Le POUVOIR CULTUREL sous la Ve République

LE POUVOIR CULTUREL sous la Ve République, de Pierre CABANNE, Olivier Orban, 1981

 

Pierre Cabanne, né en 1921, est mort à Meudon le 24 janvier dernier, c'est-à-dire le même jour qu'un fort médiatique politicien, académicien et coureur d'océans qui lui a volé la vedette ce jour-là. Il était pourtant un « critique et historien internationalement reconnu du monde de l'art », qui « avait l'art de rendre l'art simple, accessible à tous, avec une écriture directe, sans prétention, sans parti pris esthétique » (ces citations sont extraites de l'article du Figaro du 26 signé Béatrice de Rochebouet). Il est l'auteur de nombreux ouvrages – la BnF recense 154 notices sous son nom – dont celui-ci, qui est une histoire et une analyse du pouvoir culturel de l'État jusqu'en 1981, en même temps qu'un témoignage : Pierre Cabanne a été un acteur de la vie artistique française, voire mondiale. Il n'était pas un adversaire de Malraux, qu'il trouvait « mystérieux et fascinant », et La Condition humaine « un livre superbe » (p. 15). Ses critiques sur le Ministre des Affaires culturelles du Général de Gaulle n'en ont que plus de poids. Elles doivent être très désagréables à lire par les admirateurs du Grand Homme. Qu'on en juge avec les quelques extraits suivants :

Les idées de Malraux ministre sur l'action culturelle étaient, en gros, celles héritées du Front populaire, plus la grandeur de la France...

Il fut le plus déconcertant et, compte tenu de ce qu'il aurait pu faire, le moins efficace des ministres, jusqu'à ce que la maladie et les déceptions en fissent le plus lointain. Rien ne prédisposait, sinon une tardive ambition politique, ce héros d'un destin pour le moins paradoxal à résoudre les problèmes complexes d'une action culturelle neuve dans un monde en bouillonnement constant. (p. 33)

 

L'indifférence à l'égard de son action du chef de l'État, dont l'admiration pour son ministre ne se démentira pourtant jamais, celle tout aussi surprenante de Georges Pompidou... ont de quoi étonner. Même si l'on considère qu'il y avait des problèmes plus sérieux à résoudre, à commencer par l'Algérie.
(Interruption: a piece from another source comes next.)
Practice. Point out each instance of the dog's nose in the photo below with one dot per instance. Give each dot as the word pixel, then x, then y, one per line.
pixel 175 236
Mais le comportement de l'écrivain-ministre y était peut-être pour quelque chose; combien de fois celui-ci lancera des idées, entreprendra leur réalisation, engagera le combat pour les mener à terme, puis abandonnera, souvent sans raison, se déchargeant de ses responsabilités sur un collaborateur qui, sachant l'attitude versatile et l'absence d'esprit de suite de son supérieur, laissera tomber à son tour. La réflexion, citée par Jean Lacouture, d'un magistrat de la Cour des comptes, est troublante : « Ces projets sont bons, mais pour que nous vous suivions il faudrait que votre dossier soit fermement plaidé en haut lieu ! »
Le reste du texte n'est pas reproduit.